Dedi menilai, kasus kecelakaan yang pernah melilit anak politikus senior Hatta Rajasa tersebut sesungguhnya tidak ada sangkut pautnya dengan kontestasi politik.
"Ini kontestasi yang diikutinya berbeda dengan kasus kriminalitas yang pernah dijalani oleh Rasyid Rajasa 10 tahun yang lalu, beliau mengalami satu kecelakaan," tuturnya.
Meskipun dalam proses hukumnya ada ketimpangan untuk para korban, lanjut Dedi, tetap tidak kaitan dengan sikap politik Rasyid. Pun jika pengadilan saat itu menetapkan Rasyid bersalah.
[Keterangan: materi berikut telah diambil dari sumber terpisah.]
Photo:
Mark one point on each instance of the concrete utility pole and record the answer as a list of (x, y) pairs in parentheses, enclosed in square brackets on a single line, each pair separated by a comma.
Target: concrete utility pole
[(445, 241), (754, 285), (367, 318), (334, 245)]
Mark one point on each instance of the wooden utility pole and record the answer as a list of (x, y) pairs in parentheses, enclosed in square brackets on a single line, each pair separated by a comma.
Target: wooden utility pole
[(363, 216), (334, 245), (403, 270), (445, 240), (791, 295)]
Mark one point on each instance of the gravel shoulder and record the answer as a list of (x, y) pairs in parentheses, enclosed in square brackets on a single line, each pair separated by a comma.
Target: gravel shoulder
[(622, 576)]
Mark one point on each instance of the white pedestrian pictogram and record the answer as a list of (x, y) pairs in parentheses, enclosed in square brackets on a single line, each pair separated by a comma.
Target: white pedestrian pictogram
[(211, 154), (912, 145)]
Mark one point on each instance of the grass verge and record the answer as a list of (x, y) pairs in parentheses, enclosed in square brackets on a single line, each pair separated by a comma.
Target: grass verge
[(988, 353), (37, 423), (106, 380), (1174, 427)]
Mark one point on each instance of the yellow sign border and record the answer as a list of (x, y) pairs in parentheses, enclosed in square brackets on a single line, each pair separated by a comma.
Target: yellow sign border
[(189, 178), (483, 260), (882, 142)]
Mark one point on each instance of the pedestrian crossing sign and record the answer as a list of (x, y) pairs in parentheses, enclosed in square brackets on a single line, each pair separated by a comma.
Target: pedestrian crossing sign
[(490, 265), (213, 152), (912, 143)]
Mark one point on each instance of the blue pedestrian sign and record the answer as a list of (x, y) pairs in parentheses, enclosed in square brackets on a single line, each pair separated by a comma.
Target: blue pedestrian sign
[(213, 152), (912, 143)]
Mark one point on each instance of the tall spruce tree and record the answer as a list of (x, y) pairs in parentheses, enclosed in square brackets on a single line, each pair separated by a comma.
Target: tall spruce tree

"Itu 10 tahun yang lalu. Artinya pada saat pendaftaran (menjadi calon anggota dewan), sekarang itu sudah selesai," jelasnya.
Menurut Dedi, munculnya kembali isu 10 tahun lalu bisa jadi merupakan propaganda dari lawan Rasyid. Terlebih sejauh ini memang tidak ada tuntutan dari keluarga korban terhadap Rasyid.
"Kalaulah betul ya itu layak disebut kriminal, dia pasti sudah dituntut oleh keluarga korban 10 tahun lalu," jelasnya.
Dedi pun berharap masyarakat dapat membedakan kasus kriminalitas yang berhubungan dengan pencalonan seseorang untuk maju sebagai calon legislatif.
Menurutnya, kriminalitas yang paling berbahaya adalah korupsi. Terlebih, saat ini masih banyak caleg yang pernah tersangkut kasus korupsi berani mencalonkan kembali.
"Kriminal sebagai koruptor jauh lebih berbahaya karena jelas kapasitasnya sebagai penyelenggara negara melakukan korupsi semestinya hak politiknya harus dicabut," pungkasnya.